後付けで都合のいい結果をとることもできません。本来の主要解析の全生存期間(Fig2A)を見ると1年までと、4年以降が重なっていますが、中ほどではベバシズマブ+ペメトレキセド群が上を言っており明らかに下になる期間はなさそうです。PFSは一貫して上を行っています。サブグループ解析であえて気にするとすれば、70歳以上の集団(n=159)でベバシズマブ単剤の方がよくなっているところです。しかし75歳以上(n=30ですが)で見るとそうでもないことから偶然の可能性が高そうです。毒性ではベバシズマブ+ペメトレキセド群で好中球減少、貧血の割合が高くなります。注意すべきは試験群で治療関連死が起こっている点です。内訳は間質性肺炎2例、肺胞出血1例、肺感染症1例でした。生存に関する有意差はともかく、これらの結果は今まで言われてきた通り、「維持療法含めベバシズマブが上乗せできる人はしても良い」ということが再確認されたと言えます。今回目新しいのは薬剤費についてです。それによると維持療法にかかる薬剤費はざっとベバシズマブ群(投与サイクル中央値4)で192万円、2剤群(同6サイクル)453万円でした。ごく荒っぽく計算すると3.7ヶ月の延命に261万円(12ヶ月換算で846万円)、かつて厚労省は1QALYの目安として延命1年に500万円と試案したことがあります(参照)。それからするといかにも高い抗がん剤ですが、ここは将来の議論かと思います。

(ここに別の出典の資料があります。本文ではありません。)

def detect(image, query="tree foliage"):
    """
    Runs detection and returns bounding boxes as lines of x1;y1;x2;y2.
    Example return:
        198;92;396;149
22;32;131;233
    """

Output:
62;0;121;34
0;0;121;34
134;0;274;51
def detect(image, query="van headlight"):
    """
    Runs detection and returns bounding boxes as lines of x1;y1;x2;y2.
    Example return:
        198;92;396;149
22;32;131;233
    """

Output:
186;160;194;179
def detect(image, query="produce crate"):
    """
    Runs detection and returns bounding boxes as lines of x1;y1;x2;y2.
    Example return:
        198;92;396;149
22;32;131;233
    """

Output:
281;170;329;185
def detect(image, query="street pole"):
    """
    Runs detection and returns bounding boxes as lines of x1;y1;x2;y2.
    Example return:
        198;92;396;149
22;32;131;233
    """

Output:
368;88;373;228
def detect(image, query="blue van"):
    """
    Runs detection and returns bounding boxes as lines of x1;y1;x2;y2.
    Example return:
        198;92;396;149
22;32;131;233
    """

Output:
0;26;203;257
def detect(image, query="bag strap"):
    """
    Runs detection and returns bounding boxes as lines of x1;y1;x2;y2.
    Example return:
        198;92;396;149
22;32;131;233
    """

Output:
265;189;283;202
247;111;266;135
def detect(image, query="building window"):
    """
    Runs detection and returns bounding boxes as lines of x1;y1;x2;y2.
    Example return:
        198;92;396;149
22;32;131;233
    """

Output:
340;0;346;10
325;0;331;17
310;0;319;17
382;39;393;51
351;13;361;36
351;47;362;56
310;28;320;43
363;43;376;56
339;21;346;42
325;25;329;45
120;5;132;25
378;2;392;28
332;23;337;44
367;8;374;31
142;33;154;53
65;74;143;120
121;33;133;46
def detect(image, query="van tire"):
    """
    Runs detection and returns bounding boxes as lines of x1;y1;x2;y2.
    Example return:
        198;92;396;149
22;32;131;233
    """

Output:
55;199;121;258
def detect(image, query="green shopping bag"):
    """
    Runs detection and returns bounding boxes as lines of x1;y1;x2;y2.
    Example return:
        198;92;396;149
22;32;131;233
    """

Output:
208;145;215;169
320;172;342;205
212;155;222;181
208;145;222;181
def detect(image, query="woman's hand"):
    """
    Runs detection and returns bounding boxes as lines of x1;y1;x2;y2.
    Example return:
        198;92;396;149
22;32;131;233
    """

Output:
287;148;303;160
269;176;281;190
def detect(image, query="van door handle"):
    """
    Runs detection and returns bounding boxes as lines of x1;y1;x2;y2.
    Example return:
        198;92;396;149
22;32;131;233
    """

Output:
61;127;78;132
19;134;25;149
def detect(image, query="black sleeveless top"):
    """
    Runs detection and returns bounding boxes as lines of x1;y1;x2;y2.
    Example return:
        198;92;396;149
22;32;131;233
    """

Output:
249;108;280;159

さて、このレジメンは今ではすっかり影が薄くなってしまいました。当時の最先端のレジメンであったCBDCA+PEM+BEVがどれくらいのサバイバルを出すのかのデータにもなっています。その結果、EGFR遺伝子変異なし、初回免疫治療なしでも、ベバシズマブに耐えられるのであれば、全生存期間は23.3ヶ月つまり2年が標準になりつつあります。日本人だけではないですがKEYNOTE189でも22ヶ月程度はありますのでドライバー変異のない進行肺癌でも総じて2年を見込める時代になったと言えます。新しい先生はご存じないかもしれませんが、かつてFACS研究[Ohe Y AnnOncol2007 PMID:17079694]という臨床試験がありました。シスプラチン+イリノテカンなど当時の標準治療をまとめて検討した試験ですが、全生存期間は約1年でした。そこからすると隔世の感がありますが、医療費は倍増どころではないはずです。